Jenseits vom Glamour
Rassismus, Terrorismus, Homosexualität, Pressefreiheit - der "Oscar" wird politisch
von Liselotte Millauer

Das "Oscar"-Fieber ist nun endlich in Hollywood ausgebrochen. Nach dem "Golden Globe" der Auslandspresse, der mit einer Glitzer-Nacht im Beverly Hilton Hotel alljährlich die "Award Season" einleitet, folgen die etwas weniger festlichen, doch bedeutenderen Verleihungen der Regisseurs-Gilde und der Gilde der Filmschauspieler sowie der "Independent Award" der studio-unabhängigen Produktionen. Doch alles ist nur ein Auftakt für das eigentliche Ereignis: die "Oscar"-Verleihung, diesmal am 5. März.

Das Interessante in diesem Jahr ist, daß die Wahl bei fast allen "Oscar"-Nominierungen auf Filme gefallen ist, die geradezu hollywoodkonträr sind.
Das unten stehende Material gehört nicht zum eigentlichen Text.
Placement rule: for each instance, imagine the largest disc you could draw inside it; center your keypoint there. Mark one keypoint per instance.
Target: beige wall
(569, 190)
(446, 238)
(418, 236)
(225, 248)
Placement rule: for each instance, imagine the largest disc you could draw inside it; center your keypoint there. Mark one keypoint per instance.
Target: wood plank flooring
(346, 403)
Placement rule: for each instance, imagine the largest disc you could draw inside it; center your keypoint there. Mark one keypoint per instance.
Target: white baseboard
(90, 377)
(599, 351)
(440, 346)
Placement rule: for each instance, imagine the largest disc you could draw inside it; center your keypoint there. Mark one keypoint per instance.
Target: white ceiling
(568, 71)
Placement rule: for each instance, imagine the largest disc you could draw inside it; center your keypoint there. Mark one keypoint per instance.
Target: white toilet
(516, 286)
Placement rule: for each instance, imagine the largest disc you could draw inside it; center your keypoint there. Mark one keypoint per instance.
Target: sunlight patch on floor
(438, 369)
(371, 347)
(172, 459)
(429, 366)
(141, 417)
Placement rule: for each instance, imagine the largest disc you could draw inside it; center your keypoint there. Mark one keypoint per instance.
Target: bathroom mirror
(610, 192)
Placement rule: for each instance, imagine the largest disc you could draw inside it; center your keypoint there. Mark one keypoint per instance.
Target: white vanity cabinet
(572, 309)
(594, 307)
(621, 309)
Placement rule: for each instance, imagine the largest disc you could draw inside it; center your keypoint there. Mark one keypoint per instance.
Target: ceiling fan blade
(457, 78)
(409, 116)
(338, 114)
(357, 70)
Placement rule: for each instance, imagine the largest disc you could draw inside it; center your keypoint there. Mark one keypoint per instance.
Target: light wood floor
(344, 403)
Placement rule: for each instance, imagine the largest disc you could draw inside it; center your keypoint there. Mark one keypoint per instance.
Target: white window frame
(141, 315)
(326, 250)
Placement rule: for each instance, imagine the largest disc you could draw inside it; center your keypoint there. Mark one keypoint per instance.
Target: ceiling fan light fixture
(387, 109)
Keine hirnrissigen, millionenteuren Spektakel, in denen technologische Spezialeffekte den Inhalt erschlagen, wurden gewählt, keine mit Abermillionen teuren Werbekampagnen hochgepuschten, aber vergessensreifen Komödien oder Pseudo-Dramen, sondern ausschließlich Werke, die eine hochaktuelle politische oder soziale Aussage haben. Und die damit das verkörpern, was Filme sein können und sein sollten. Nicht bloße Unterhaltung, sondern Anstoß zum Nachdenken durch Bloßlegung von Problemen, die in unserer Welt brennend und aktuell sind. Es ist noch nie passiert, daß die Mehrzahl der gesamten Nominierungen auf Außenseiterproduktionen von jenseits der großen Filmkonzerne fiel. Sie waren, so die Ansicht hier, einfach zu stark, um sie zu übergehen.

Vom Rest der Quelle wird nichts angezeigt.